I think that the concept of the superficial context proved to be the most significant issue arising and the most challenging one to overcome. Superficial contexts are tasks in which there is superficial or artificial reference to science in a maths question or superficial or artificial use of mathematics in a science question. In both of these cases, the importance of either the real-world part or the mathematics part is overstated. And students see straight through this deception.
It might seem clear that there will be many fascinating scientific-mathematics questions out there. After all, fundamental to the process of all (and I really do mean all) scientific activity is quantification of the world. This quantification may be more or less explicit; hidden or overt. But it is there. Mathematics is the study of quantification in its purest state. Thus, mathematics is essential to the activity of the scientists.
In my opinion, a good scientific mathematics question is one in which the level of the mathematics and the science are comparable. Moreover, it is a question in which both the mathematical and scientific parts of the question are meaningful to the solver at their particular stage of education. Ideally, both a scientist and a mathematician would declare the task to be meaningful from the context of their individual disciplines.
Unfortunately, I soon found that good tasks for the classroom which included both scientific and mathematical elements were hard to come by, although there were plenty of tasks which made use of superficial contexts. It is easy to describe the usual suspects in the world of superficial contexts:
1) The cut and shut: A science task at a certain level and a mathematics task at a certain level are welded together because they are, on the surface, on the same topic. These are easy to create, but make meaningless links.
2) The post-script: A mathematics task or a science task is bolted onto the end of a science task or mathematics task respectively, often with a throw-away remark such as ‘something to think about’, ‘extension’ etc. Post-scripts almost always result in a mismatch of levels and styles, such as a hopelessly advanced investigation appended to something rather procedural and routine.
3)The reach for the stars: In the interest of being interesting, tasks refer to ultra-high level mathematics or science, such as string theory or DNA folding. Such tasks revolve around the sort of content that students might encounter should they elect to study for a PhD in a very specialised niche topic. Not only is this entirely irrelevant to the students, the task will necessarily touch the motivating topics in utterly superficial ways.

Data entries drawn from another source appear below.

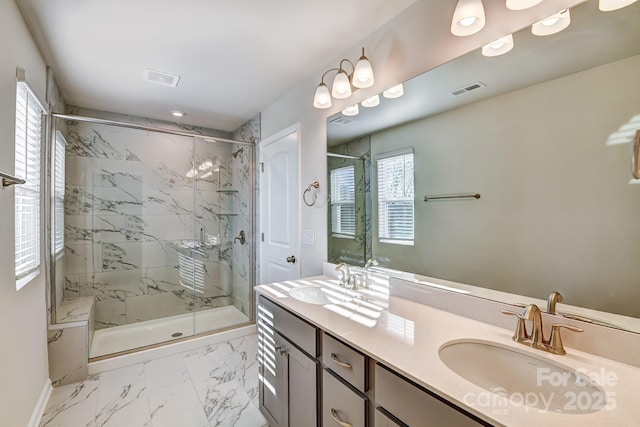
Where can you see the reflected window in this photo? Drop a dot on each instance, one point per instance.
(343, 201)
(28, 140)
(396, 198)
(58, 193)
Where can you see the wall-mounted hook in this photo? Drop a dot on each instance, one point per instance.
(315, 185)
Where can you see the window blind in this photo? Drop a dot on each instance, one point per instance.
(343, 206)
(395, 199)
(58, 193)
(27, 196)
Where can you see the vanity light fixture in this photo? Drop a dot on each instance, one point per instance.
(498, 47)
(468, 18)
(395, 92)
(351, 111)
(522, 4)
(361, 77)
(553, 24)
(609, 5)
(371, 101)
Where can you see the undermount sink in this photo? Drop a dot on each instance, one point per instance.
(319, 295)
(522, 378)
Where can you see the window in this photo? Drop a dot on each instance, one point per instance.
(27, 196)
(58, 194)
(343, 201)
(395, 198)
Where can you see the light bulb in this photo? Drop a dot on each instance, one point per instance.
(341, 87)
(363, 73)
(322, 98)
(468, 18)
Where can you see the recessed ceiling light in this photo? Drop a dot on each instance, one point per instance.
(553, 24)
(351, 111)
(371, 102)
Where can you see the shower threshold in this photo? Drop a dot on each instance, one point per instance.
(127, 337)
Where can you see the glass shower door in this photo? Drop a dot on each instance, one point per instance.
(224, 234)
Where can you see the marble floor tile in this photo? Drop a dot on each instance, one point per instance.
(212, 386)
(72, 405)
(166, 371)
(176, 405)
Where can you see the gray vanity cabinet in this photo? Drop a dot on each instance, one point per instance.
(289, 381)
(412, 405)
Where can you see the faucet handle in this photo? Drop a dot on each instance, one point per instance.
(555, 341)
(520, 333)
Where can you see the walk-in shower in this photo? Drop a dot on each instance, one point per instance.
(150, 221)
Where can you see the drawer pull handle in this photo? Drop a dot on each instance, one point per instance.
(336, 418)
(339, 363)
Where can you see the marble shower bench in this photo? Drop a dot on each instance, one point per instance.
(69, 341)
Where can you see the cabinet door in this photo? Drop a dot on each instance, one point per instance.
(303, 388)
(272, 368)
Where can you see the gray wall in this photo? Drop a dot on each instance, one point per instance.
(557, 210)
(23, 334)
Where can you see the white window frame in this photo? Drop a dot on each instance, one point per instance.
(27, 197)
(339, 202)
(400, 192)
(57, 237)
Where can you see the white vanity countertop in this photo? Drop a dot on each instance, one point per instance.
(406, 336)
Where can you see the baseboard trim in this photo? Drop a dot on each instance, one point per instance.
(41, 405)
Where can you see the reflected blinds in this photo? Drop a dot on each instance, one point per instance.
(395, 199)
(27, 196)
(58, 193)
(343, 207)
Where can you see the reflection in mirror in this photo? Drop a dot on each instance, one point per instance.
(544, 134)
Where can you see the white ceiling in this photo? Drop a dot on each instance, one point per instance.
(593, 38)
(235, 58)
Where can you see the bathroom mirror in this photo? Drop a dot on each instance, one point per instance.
(543, 133)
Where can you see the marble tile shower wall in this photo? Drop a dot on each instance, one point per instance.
(243, 175)
(129, 223)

4) The neither one thing nor another: In the interests of making a tractable problem the resulting task is neither mathematically nor scientifically interesting or relevant. Such tasks are quite easy to make, and will never be used as intended.
5) The mutton dressed as lamb: A simple mathematical task is dressed up in pointless and inappropriate real-world clothing. This degrades the mathematics and fools nobody.
I have no straight-forward resolution of these difficult issues. However, I found that making the simple split between basic quantitative reasoning and mathematical modelling was useful in thinking around the issues:
Basic quantitative reasoning: counting, ratios, proportional reasoning, estimations, approximations, use of numbers and units. You simply cannot have a sensible conversation about science without being able to speak the language of quantification. ‘Basic’ quantitative reasoning might involve many subtleties and actually be very difficult, but is thoroughly grounded in school mathematics.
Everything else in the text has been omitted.